YAŞLI PAGAN KADIN: Ah! Çoban Enrique. Onu tanırdım.
İyi insanlardır onlar: Erkenden kalk. durmadan ter dök, birkaç dilim ekmek ye ve sonra da öl. Ne eğlence, ne oyun, ne hiçbir şey. Tatiller, başkaları içindir. Ses sizliğin yaratıklarıdır onlar. Senin amcalarından biriyle evlenebilirdim.
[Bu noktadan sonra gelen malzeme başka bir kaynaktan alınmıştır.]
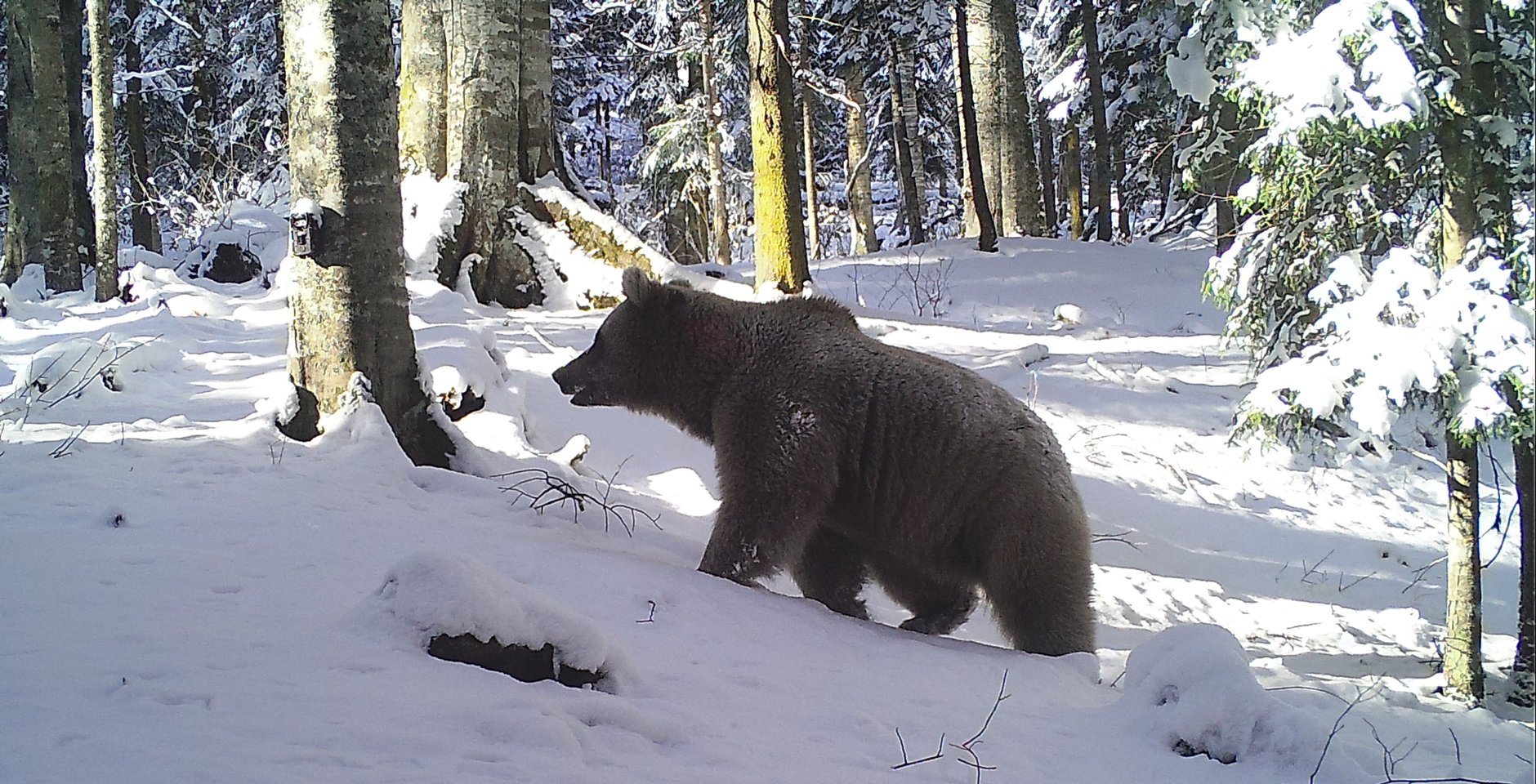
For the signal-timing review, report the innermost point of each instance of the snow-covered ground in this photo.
(188, 595)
Fakat, oh, hayır ... Ben her zaman etekleri havada uçuşan bir kadın oldum, karpuz diliminin, şenliklerin, tatlı pastanın peşinden ok gibi gittim, sürekli. Çok kez gitar seslerinin gelip geçtiğini sanarak, şafak vaktinde sokağa fırlamışımdır, meğer gelip geçen yalnızca rüzgarmış. (Güler) Halime güleceksin sanırım. İki kocam, on dört çocuğum oldu. Beş tanesi öldü; bununla birlikte, asla mutsuz değilim ve daha uzun süre yaşamak istiyorum. Sana söyleyeceğim şudur: İncir ağaçlarına bak, ne kadar uzun yaşıyorlar!
Evler, ne kadar uzun süre ayakta kalıyorlar! Ve yalnızca bizler, şu lanetlenmiş zavallı kadınlar, mahvederiz kendimizi, hiç değmeyecek bir şey uğruna.